Le contrôle technique concerne toutes les voitures des particuliers de moins de 3,5 tonnes véhiculées depuis plus de 4 ans. Il dépend de la date de mise en circulation du véhicule, mais aussi de la date de son précédent contrôle. L’examen est réalisé par des professionnels agréés par l’État, dans un centre certifié, afin de garantir une évaluation objective et impartiale. Ce professionnel justifiant d’une certification délivrée par la Préfecture passe en revue notamment les principaux composants du véhicule relatifs à la sécurité, mais aussi au respect de l’environnement.
La fréquence du contrôle technique dépend du type de véhicule. Elle est de 24 mois pour les véhicules de tourisme, tandis que les véhicules utilitaires comme les taxis et les ambulances doivent s’y soumettre annuellement.

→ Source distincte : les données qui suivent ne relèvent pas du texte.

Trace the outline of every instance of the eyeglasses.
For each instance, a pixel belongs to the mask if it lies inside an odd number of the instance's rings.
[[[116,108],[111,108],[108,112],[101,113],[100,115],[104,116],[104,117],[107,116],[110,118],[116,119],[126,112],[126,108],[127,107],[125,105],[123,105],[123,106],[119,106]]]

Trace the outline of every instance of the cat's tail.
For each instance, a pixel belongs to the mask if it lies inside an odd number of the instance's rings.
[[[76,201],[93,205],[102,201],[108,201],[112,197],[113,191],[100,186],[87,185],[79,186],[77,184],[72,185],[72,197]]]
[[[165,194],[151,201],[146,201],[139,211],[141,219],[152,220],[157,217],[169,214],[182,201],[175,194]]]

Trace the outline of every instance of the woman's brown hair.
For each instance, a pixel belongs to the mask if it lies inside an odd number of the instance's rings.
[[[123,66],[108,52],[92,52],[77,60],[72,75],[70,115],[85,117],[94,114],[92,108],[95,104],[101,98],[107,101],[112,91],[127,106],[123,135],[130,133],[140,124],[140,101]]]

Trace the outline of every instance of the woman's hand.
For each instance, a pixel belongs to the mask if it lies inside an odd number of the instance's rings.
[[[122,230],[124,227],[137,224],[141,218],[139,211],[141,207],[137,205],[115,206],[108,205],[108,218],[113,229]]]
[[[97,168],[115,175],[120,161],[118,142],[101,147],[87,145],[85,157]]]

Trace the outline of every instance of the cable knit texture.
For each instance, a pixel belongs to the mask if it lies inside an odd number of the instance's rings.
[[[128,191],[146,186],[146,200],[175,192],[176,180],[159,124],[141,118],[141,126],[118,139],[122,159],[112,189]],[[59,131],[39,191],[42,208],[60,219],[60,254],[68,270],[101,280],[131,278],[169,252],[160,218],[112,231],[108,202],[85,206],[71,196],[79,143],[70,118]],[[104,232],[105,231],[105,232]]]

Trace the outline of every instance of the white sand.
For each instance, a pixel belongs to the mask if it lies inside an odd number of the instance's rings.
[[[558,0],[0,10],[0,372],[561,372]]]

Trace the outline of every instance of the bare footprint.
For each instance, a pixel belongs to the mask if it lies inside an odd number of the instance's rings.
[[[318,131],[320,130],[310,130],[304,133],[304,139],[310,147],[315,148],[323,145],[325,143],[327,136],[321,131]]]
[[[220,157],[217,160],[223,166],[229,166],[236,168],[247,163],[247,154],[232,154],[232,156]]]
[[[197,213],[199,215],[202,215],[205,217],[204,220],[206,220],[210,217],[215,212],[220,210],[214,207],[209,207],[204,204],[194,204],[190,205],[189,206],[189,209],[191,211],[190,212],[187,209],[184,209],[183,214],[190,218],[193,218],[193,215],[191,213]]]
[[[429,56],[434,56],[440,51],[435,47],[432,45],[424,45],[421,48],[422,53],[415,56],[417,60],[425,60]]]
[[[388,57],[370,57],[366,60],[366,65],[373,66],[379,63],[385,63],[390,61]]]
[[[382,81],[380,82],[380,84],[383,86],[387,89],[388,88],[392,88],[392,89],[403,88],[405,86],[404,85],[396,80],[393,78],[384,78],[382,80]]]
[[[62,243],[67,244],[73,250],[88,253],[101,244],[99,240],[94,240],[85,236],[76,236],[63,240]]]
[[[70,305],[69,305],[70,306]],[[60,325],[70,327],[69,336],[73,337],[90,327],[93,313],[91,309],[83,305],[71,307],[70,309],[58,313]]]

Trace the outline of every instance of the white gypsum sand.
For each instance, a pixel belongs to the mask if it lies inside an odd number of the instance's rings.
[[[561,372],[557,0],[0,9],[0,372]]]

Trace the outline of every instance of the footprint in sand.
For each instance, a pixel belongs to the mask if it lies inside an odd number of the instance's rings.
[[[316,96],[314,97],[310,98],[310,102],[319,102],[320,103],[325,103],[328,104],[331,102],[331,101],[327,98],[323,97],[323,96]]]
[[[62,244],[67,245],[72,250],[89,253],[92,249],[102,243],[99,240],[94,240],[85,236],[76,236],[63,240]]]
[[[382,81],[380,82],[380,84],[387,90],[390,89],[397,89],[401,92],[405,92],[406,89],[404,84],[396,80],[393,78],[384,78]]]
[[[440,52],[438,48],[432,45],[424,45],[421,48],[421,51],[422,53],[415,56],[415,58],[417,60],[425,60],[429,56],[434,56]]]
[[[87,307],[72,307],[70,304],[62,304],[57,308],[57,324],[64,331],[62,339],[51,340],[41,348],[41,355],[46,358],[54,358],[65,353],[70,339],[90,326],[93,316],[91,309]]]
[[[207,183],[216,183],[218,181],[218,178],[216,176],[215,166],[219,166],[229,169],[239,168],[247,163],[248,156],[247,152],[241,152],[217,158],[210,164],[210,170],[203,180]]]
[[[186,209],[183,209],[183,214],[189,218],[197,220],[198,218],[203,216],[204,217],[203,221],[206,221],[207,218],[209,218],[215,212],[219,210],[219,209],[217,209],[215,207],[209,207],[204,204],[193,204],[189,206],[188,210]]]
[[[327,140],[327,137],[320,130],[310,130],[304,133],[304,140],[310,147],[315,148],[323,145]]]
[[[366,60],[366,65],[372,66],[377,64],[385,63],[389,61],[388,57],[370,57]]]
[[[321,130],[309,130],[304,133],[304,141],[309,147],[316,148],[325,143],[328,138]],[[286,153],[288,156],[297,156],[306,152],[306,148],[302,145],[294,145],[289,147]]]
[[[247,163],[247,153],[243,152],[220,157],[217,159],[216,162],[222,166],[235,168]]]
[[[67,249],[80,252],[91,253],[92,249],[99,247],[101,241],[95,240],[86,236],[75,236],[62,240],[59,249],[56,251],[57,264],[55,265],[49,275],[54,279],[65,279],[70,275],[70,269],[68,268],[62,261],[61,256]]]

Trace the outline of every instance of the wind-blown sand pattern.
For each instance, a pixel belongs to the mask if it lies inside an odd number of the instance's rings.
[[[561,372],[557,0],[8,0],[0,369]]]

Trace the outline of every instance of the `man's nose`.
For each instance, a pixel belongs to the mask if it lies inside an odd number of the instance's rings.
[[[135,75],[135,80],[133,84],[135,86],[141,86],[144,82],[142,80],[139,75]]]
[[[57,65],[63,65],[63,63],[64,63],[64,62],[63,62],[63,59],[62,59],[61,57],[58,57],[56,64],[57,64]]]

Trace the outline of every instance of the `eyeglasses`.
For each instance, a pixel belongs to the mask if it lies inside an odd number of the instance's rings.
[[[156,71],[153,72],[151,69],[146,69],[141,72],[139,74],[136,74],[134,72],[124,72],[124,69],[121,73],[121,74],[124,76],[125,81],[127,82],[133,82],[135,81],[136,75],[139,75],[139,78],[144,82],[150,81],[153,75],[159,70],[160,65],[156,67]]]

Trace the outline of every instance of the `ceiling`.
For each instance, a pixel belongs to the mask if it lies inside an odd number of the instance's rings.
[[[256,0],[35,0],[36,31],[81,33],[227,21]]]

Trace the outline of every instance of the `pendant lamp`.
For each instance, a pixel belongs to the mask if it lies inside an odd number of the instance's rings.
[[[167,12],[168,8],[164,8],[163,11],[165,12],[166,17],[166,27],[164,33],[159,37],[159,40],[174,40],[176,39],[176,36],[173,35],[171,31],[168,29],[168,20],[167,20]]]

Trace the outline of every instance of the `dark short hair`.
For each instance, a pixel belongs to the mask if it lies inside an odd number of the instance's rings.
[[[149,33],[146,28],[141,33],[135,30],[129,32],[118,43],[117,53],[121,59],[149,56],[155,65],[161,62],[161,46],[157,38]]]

Il n’y a pas d’assurance pour les véhicules qui n’ont pas subi un contrôle technique. De plus, en cas d’oubli, le conducteur risque la confiscation de sa carte grise par les autorités de police ou de gendarmerie avec une amende de 135 €. Le certificat d’immatriculation peut être retenu pendant 7 jours et chacune des sanctions prévues par le Code de la Route pour les véhicules en mauvais état de fonctionnement.

Les types de contrôle technique

Il existe trois types de contrôle technique suivant le besoin et l’état du véhicule :

  • Le contrôle technique réglementaire : il s’agit de vérifier le véhicule et déterminer les défauts qui seront soumis ou non à réparation obligatoire. Un timbre est apposé sur votre carte grise mentionnant la date de validité et une vignette sur le pare brise si le constat est positif. Dans le cas où le contrôleur repère des défauts à réparation obligatoire, le conducteur aura un délai de 2 mois à dater de la visite initiale pour faire réparer et effectuer une contre visite.

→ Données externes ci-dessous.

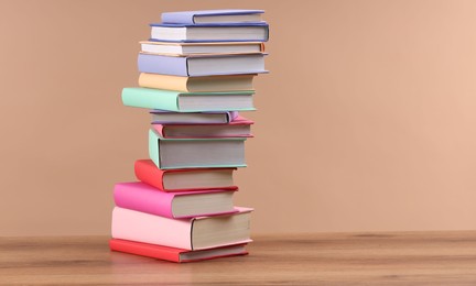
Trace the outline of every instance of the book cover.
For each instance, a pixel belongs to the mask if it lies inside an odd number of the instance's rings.
[[[162,13],[162,22],[195,24],[195,16],[199,16],[199,15],[240,15],[240,14],[262,14],[262,13],[264,13],[263,10],[244,10],[244,9],[165,12]]]
[[[253,23],[203,23],[203,24],[177,24],[177,23],[151,23],[150,26],[152,28],[151,38],[149,41],[158,41],[158,42],[171,42],[171,43],[203,43],[203,42],[267,42],[269,40],[269,25],[267,22],[253,22]],[[196,30],[196,29],[205,29],[209,28],[216,31],[217,29],[226,29],[226,30],[242,30],[245,29],[252,29],[252,30],[261,30],[262,33],[258,37],[241,37],[236,36],[236,32],[228,32],[228,34],[221,33],[215,33],[217,35],[221,35],[219,38],[209,36],[205,38],[202,37],[199,40],[192,40],[192,38],[177,38],[177,40],[171,40],[166,38],[164,34],[155,34],[154,28],[171,28],[171,29],[185,29],[187,31]],[[210,34],[213,34],[214,31],[210,31]],[[201,33],[204,34],[204,33]],[[210,35],[208,34],[208,35]],[[223,35],[227,35],[226,37]],[[165,37],[165,38],[164,38]]]
[[[194,139],[194,138],[203,138],[203,139],[206,139],[206,138],[252,138],[253,135],[251,133],[247,133],[247,134],[245,134],[245,133],[234,133],[234,132],[229,132],[229,134],[216,133],[217,130],[214,130],[214,128],[215,129],[217,129],[217,128],[226,129],[227,127],[251,125],[253,123],[255,122],[251,121],[251,120],[248,120],[248,119],[246,119],[244,117],[238,117],[234,121],[231,121],[229,123],[223,123],[223,124],[216,124],[216,123],[209,123],[209,124],[152,124],[152,128],[162,138],[165,138],[165,139],[167,139],[167,138],[170,138],[170,139],[173,139],[173,138],[175,138],[175,139]],[[198,135],[187,135],[187,136],[185,136],[185,135],[173,135],[172,136],[172,135],[167,134],[167,129],[170,129],[170,128],[174,128],[174,129],[178,128],[180,129],[181,127],[183,127],[183,128],[206,127],[206,128],[209,128],[209,133],[207,133],[207,134],[201,134],[199,136]],[[215,134],[214,134],[214,131],[215,131]],[[197,133],[194,133],[194,134],[197,134]]]
[[[159,244],[164,246],[203,250],[232,244],[248,243],[250,239],[229,239],[226,242],[207,246],[193,245],[193,226],[197,220],[217,219],[223,220],[225,226],[235,216],[252,211],[248,208],[237,207],[238,212],[217,217],[197,217],[191,219],[170,219],[136,210],[115,207],[112,210],[112,239],[130,240],[143,243]],[[221,226],[221,227],[223,227]]]
[[[109,248],[111,251],[136,254],[176,263],[197,262],[219,257],[246,255],[248,254],[248,252],[246,251],[245,245],[247,244],[237,244],[205,251],[188,251],[184,249],[142,243],[137,241],[118,239],[109,240]]]
[[[155,132],[153,129],[149,130],[149,157],[152,160],[152,162],[161,169],[178,169],[178,168],[235,168],[235,167],[246,167],[247,165],[245,163],[229,163],[229,164],[202,164],[197,161],[194,162],[183,162],[177,165],[173,166],[165,166],[162,161],[164,160],[163,155],[161,156],[161,142],[187,142],[187,143],[198,143],[196,150],[188,148],[188,153],[193,152],[204,152],[204,154],[209,153],[206,148],[207,142],[213,141],[236,141],[244,142],[246,138],[231,138],[231,139],[164,139],[162,138],[158,132]],[[226,157],[227,153],[225,150],[214,150],[214,154],[209,154],[209,156],[214,157]]]
[[[234,121],[238,116],[239,112],[238,111],[205,111],[205,112],[174,112],[174,111],[166,111],[166,110],[160,110],[160,109],[154,109],[151,110],[149,113],[153,114],[171,114],[174,116],[174,119],[169,119],[169,120],[158,120],[158,119],[153,119],[152,120],[152,124],[166,124],[166,123],[171,123],[171,124],[180,124],[180,123],[186,123],[186,124],[204,124],[204,123],[209,123],[210,121],[213,123],[229,123],[231,121]],[[181,118],[177,119],[175,116],[180,116]],[[216,116],[224,116],[225,120],[220,120],[218,121],[216,120],[209,120],[209,118],[215,118]]]
[[[163,184],[163,177],[166,173],[193,173],[193,172],[206,172],[217,169],[236,169],[236,168],[185,168],[185,169],[160,169],[151,160],[138,160],[134,163],[136,177],[154,188],[162,191],[192,191],[192,190],[208,190],[208,189],[229,189],[236,190],[237,186],[220,186],[216,188],[187,188],[187,189],[166,189]]]
[[[191,72],[191,62],[199,63],[199,66],[209,65],[209,59],[216,62],[216,65],[220,65],[221,59],[226,61],[236,59],[240,61],[241,58],[248,59],[260,59],[263,61],[266,54],[245,54],[245,55],[199,55],[199,56],[165,56],[165,55],[154,55],[154,54],[144,54],[140,53],[138,56],[138,69],[140,73],[148,74],[161,74],[161,75],[170,75],[170,76],[219,76],[219,75],[247,75],[247,74],[266,74],[268,70],[261,69],[235,69],[229,68],[225,69],[226,66],[214,68],[213,70],[207,72]],[[225,72],[224,72],[225,70]]]
[[[126,87],[122,89],[122,103],[128,107],[148,108],[148,109],[161,109],[175,112],[203,112],[203,111],[245,111],[255,110],[255,108],[228,108],[221,110],[221,108],[201,108],[199,110],[181,109],[180,100],[181,97],[194,97],[194,96],[234,96],[234,95],[247,95],[252,96],[255,91],[221,91],[221,92],[181,92],[164,89],[143,88],[143,87]]]
[[[194,213],[190,216],[174,216],[172,210],[173,200],[177,196],[198,196],[201,194],[213,194],[223,191],[234,191],[234,190],[196,190],[196,191],[177,191],[177,193],[165,193],[160,191],[152,186],[141,183],[119,183],[116,184],[113,189],[113,199],[116,206],[137,210],[141,212],[147,212],[150,215],[155,215],[164,218],[171,219],[184,219],[193,217],[203,216],[216,216],[236,212],[236,209],[223,212],[203,212]]]

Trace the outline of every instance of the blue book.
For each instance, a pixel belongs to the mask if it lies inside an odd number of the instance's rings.
[[[162,13],[162,22],[177,24],[261,22],[263,10],[202,10]]]
[[[266,22],[225,24],[172,24],[151,25],[151,41],[199,43],[199,42],[266,42],[269,26]]]
[[[263,74],[266,54],[163,56],[139,54],[140,73],[171,76]]]

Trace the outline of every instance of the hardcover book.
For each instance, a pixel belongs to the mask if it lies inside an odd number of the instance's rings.
[[[112,238],[159,244],[184,250],[206,250],[242,244],[250,239],[250,212],[192,219],[169,219],[116,207],[112,211]]]
[[[182,92],[218,92],[253,90],[256,75],[184,77],[141,73],[139,86]]]
[[[263,10],[202,10],[162,13],[162,22],[178,24],[261,22]]]
[[[263,74],[266,54],[164,56],[139,54],[140,73],[171,76]]]
[[[266,22],[225,24],[151,24],[151,41],[159,42],[266,42]]]
[[[255,110],[255,91],[181,92],[141,87],[122,89],[122,103],[129,107],[176,112]]]
[[[152,128],[163,138],[252,138],[253,122],[238,117],[227,124],[153,124]]]
[[[160,169],[151,160],[138,160],[136,177],[162,191],[238,189],[234,184],[236,168]]]
[[[208,54],[261,54],[264,52],[262,42],[198,42],[171,43],[158,41],[140,42],[142,53],[186,56]]]
[[[158,244],[142,243],[129,240],[109,240],[109,248],[112,251],[136,254],[163,261],[184,263],[236,255],[246,255],[246,244],[229,245],[216,249],[188,251],[176,248],[169,248]]]
[[[197,190],[165,193],[141,183],[116,184],[116,206],[161,216],[183,219],[236,212],[232,205],[235,190]]]
[[[159,109],[150,113],[153,124],[219,124],[231,122],[239,114],[237,111],[174,112]]]
[[[149,156],[161,169],[246,167],[246,138],[164,139],[149,130]]]

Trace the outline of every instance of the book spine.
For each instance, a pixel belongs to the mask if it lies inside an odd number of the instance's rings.
[[[192,250],[192,220],[169,219],[115,207],[112,238]]]
[[[160,191],[144,183],[116,184],[113,190],[116,206],[173,219],[172,200],[174,195]]]
[[[159,154],[159,136],[155,134],[155,132],[150,129],[149,130],[149,157],[152,160],[152,162],[158,166],[158,168],[161,168],[160,164],[160,154]]]
[[[156,74],[141,73],[139,76],[139,86],[148,88],[190,91],[187,88],[188,77],[165,76]]]
[[[163,186],[164,173],[149,160],[138,160],[134,164],[136,177],[162,191],[166,191]]]
[[[122,241],[111,239],[109,240],[109,248],[112,251],[119,251],[158,260],[171,261],[180,263],[180,252],[177,251],[165,251],[163,248],[158,249],[154,245],[132,242],[132,241]]]
[[[122,103],[129,107],[178,111],[178,94],[150,88],[123,88]]]
[[[194,14],[191,13],[162,13],[162,22],[174,24],[194,24]]]
[[[186,57],[139,54],[138,67],[140,73],[188,76]]]

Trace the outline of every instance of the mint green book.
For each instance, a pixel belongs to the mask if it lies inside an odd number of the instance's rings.
[[[220,92],[181,92],[154,88],[127,87],[122,103],[129,107],[176,112],[255,110],[252,90]]]
[[[160,169],[246,167],[246,138],[164,139],[149,130],[149,157]]]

  • Le contrôle complémentaire pollution : il s’agit d’un contrôle de la pollution qui ne concerne que les véhicules utilitaires ou assimilés. Ce contrôle doit être effectué à l’initiative du propriétaire du véhicule entre le 10e et le 12e mois après le contrôle technique complet obligatoire.
  • Le contrôle volontaire : à tout moment, le conducteur peut effectuer un contrôle technique volontaire complet ou partiel. Ce type de contrôle ne donne pas lieu à un rapport de contrôle : pas de vignette, ni de timbre sur la carte grise, il n’y a pas de contre visite.